Configuration Interaction (CI) expands the wavefunction as a linear combination of Slater determinants (electron configurations), allowing systematic recovery of electron correlation. CIS (Configuration Interaction Singles) captures single excitations and models excited states; CISD and higher add double and triple excitations for ground-state correlation. The method is exact in the complete limit (FCI) but computationally expensive for larger systems.
Implement a CIS calculation manually for He or H₂; examine the relative weights of Slater determinants in the CI expansion; compare CIS excitation energies to experiment for small molecules; explain size consistency issues in truncated CI.
From molecular orbital theory, you know that solving the Schrödinger equation for a molecule yields a set of molecular orbitals, and electrons fill these orbitals to produce a ground-state electron configuration — typically represented as a single Slater determinant (an antisymmetrized product of one-electron wavefunctions). From perturbation theory, you know that approximate solutions can be systematically improved by adding corrections. Configuration Interaction (CI) combines both ideas: it improves the wavefunction by mixing in excited-state configurations, treating the ground-state determinant as a starting point and building a better answer from a linear combination of many determinants.

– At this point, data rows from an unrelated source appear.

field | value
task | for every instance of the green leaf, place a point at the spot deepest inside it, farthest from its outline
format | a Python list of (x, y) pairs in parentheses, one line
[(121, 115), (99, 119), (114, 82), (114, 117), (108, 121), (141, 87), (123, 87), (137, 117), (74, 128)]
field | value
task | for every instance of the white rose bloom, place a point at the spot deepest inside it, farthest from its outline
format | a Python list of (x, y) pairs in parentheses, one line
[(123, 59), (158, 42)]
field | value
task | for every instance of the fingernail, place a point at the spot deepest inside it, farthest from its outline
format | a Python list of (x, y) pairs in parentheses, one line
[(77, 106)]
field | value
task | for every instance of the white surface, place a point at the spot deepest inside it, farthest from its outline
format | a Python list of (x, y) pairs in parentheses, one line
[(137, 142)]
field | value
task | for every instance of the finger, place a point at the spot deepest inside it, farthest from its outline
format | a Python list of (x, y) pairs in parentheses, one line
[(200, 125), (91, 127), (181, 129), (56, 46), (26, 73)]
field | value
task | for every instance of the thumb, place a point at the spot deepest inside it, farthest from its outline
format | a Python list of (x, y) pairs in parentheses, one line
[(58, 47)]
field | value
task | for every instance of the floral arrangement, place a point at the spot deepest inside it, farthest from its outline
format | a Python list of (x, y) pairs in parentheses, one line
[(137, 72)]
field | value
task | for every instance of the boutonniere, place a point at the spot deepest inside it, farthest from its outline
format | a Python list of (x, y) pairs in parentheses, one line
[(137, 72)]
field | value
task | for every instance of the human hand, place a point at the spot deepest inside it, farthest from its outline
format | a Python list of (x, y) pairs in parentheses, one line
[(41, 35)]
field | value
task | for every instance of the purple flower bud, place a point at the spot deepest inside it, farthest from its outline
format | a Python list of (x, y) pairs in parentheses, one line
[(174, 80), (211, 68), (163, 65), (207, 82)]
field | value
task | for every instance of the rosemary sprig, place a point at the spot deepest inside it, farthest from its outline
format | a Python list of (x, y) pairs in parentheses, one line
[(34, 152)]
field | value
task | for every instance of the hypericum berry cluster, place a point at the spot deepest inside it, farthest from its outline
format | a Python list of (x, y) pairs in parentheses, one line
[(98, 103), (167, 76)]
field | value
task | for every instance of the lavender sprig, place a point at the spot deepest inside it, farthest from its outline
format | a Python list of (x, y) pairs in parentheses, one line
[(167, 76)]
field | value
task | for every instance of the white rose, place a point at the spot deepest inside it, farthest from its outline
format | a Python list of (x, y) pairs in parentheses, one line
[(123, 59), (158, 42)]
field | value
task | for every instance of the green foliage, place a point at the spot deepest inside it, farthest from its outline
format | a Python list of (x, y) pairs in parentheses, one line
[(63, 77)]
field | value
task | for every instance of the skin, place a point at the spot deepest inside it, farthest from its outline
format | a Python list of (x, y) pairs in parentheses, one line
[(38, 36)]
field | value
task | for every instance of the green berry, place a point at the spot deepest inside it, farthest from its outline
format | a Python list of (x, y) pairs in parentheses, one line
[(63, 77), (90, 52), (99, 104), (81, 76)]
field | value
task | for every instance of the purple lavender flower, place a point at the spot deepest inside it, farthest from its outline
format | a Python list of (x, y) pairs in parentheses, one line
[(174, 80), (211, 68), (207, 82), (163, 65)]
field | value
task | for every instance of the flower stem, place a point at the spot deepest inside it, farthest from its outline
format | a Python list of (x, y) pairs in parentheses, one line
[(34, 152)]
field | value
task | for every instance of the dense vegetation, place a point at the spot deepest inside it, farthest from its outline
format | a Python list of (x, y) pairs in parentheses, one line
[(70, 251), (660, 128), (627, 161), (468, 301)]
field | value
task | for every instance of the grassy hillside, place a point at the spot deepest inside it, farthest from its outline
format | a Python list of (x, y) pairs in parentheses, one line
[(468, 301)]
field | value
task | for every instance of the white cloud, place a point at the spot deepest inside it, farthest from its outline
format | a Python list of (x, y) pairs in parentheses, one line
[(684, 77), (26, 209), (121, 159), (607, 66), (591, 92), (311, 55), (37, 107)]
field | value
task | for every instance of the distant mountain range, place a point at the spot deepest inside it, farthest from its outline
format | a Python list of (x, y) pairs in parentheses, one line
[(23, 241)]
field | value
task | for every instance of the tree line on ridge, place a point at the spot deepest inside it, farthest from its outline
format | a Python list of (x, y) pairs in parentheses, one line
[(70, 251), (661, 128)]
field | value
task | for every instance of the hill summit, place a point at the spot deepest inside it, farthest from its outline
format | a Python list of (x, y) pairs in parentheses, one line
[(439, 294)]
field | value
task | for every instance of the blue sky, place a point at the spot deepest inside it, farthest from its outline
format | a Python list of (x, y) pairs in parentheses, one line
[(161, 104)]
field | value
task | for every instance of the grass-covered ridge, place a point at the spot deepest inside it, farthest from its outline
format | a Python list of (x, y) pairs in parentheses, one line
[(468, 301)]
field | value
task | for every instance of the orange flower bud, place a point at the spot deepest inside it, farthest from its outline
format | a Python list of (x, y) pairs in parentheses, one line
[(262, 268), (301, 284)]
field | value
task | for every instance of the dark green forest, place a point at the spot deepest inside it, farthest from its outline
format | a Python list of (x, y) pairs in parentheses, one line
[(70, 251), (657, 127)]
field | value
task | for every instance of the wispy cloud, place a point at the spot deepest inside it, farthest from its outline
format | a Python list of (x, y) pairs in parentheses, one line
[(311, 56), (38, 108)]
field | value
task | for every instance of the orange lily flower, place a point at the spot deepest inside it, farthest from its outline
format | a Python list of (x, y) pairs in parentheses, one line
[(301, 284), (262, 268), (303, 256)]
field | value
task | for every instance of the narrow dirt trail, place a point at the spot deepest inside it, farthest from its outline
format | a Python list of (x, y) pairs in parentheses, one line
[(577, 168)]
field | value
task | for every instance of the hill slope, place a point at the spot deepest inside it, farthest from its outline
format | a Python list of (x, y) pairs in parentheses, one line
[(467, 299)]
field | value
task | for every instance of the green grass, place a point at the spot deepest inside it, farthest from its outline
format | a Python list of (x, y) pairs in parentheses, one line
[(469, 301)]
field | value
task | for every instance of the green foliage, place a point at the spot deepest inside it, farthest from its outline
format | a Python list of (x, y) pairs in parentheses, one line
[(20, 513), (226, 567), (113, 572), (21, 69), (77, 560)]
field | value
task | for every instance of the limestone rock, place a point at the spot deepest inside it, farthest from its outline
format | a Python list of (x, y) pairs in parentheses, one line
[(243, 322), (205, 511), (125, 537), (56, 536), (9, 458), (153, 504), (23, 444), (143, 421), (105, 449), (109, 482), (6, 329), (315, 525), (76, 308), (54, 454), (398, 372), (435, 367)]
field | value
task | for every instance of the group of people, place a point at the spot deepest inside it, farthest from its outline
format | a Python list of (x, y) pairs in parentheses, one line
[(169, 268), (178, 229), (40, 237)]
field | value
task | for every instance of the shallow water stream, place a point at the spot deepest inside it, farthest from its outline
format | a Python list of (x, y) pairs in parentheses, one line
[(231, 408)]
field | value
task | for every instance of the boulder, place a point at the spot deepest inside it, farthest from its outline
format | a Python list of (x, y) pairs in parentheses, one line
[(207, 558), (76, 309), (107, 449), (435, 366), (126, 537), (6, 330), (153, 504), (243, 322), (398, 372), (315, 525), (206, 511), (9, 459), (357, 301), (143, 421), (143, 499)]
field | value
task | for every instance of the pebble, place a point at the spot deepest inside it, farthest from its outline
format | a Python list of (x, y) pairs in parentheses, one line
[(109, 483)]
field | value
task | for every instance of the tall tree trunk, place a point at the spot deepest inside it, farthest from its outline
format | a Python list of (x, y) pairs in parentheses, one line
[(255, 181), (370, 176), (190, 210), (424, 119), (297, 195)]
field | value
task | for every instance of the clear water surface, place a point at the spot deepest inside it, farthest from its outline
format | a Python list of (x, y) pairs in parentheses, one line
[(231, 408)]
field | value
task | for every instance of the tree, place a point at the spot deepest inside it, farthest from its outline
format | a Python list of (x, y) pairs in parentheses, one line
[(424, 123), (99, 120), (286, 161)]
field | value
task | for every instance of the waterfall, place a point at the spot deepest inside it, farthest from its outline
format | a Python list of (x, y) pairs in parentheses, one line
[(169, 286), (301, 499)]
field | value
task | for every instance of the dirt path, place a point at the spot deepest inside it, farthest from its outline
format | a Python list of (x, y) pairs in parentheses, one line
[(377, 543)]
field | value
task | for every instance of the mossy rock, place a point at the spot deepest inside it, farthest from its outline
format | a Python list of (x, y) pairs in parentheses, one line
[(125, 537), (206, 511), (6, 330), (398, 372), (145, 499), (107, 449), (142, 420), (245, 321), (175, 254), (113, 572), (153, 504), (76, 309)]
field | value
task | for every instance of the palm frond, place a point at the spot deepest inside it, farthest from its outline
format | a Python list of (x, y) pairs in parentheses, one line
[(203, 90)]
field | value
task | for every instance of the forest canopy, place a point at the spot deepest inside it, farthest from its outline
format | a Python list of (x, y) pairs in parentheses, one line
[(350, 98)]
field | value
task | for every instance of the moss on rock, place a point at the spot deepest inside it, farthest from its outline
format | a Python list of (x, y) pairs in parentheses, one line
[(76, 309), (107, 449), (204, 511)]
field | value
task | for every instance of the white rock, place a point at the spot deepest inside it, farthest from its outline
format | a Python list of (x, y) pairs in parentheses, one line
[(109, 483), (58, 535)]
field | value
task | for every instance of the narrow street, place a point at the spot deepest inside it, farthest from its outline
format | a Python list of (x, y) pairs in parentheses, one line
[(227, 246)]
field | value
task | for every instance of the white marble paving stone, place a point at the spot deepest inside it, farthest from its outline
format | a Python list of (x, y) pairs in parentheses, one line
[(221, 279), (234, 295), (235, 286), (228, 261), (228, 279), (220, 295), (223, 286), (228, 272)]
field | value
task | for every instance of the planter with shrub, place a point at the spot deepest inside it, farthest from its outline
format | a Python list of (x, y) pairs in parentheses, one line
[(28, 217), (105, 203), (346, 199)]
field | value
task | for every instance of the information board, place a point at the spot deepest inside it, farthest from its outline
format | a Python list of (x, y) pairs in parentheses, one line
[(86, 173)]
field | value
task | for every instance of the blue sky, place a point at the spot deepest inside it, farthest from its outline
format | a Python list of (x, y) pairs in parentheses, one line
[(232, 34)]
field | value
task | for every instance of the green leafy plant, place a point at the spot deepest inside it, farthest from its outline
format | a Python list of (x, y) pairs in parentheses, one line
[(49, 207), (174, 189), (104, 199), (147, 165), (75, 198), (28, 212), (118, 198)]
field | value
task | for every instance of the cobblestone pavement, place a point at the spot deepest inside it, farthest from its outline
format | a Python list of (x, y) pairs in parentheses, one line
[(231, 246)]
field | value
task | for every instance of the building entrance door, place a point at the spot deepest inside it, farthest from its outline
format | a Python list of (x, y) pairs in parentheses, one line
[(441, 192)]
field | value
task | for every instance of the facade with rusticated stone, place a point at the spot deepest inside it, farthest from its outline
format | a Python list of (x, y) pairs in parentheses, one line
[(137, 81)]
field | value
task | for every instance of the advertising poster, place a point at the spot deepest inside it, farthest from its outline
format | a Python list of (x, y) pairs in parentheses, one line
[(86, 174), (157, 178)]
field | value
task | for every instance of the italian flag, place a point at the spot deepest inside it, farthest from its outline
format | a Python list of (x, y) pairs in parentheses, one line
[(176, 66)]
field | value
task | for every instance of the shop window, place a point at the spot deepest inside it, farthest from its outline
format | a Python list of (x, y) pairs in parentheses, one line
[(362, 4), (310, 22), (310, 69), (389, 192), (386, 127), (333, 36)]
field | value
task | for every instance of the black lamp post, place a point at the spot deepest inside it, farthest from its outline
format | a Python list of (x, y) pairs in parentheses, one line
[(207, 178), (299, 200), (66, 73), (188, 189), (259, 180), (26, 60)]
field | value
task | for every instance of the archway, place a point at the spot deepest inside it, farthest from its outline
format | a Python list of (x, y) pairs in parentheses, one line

The physical motivation is electron correlation. The Hartree-Fock method treats each electron as moving in the average field of all others, but real electrons actively avoid each other instant by instant. This correlated motion lowers the energy below the Hartree-Fock prediction. CI captures this effect by constructing excited configurations — determinants where one or more electrons have been promoted from occupied to virtual (unoccupied) orbitals — and mixing them with the ground-state determinant. The wavefunction becomes Ψ = c₀Φ₀ + c₁Φ₁ + c₂Φ₂ + ..., where each Φ is a different electron configuration and the coefficients c are determined by minimizing the energy. The more configurations you include, the more correlation you recover.
In practice, CI is organized by excitation level. CIS (singles only) promotes one electron at a time and is primarily used for excited-state calculations — it does not improve the ground-state energy because of Brillouin's theorem. CISD (singles and doubles) adds double excitations and captures most of the ground-state correlation energy. CISDT, CISDTQ, and so on include ever-higher excitations. Full CI (FCI) — including all possible excitations within the basis set — gives the exact answer for that basis, but the number of determinants grows factorially with system size, making FCI feasible only for the smallest molecules.
A critical limitation of truncated CI is the size-consistency problem. If you calculate two non-interacting hydrogen molecules separately with CISD and then calculate the combined four-electron system with CISD, the energies do not add up correctly. This happens because doubles for the combined system include some excitations that are quadruples relative to the individual molecules — excitations that CISD excludes. This error grows with system size, making truncated CI less reliable for large molecules. Methods like coupled-cluster theory were developed partly to fix this problem while retaining the systematic improvability that makes CI conceptually appealing.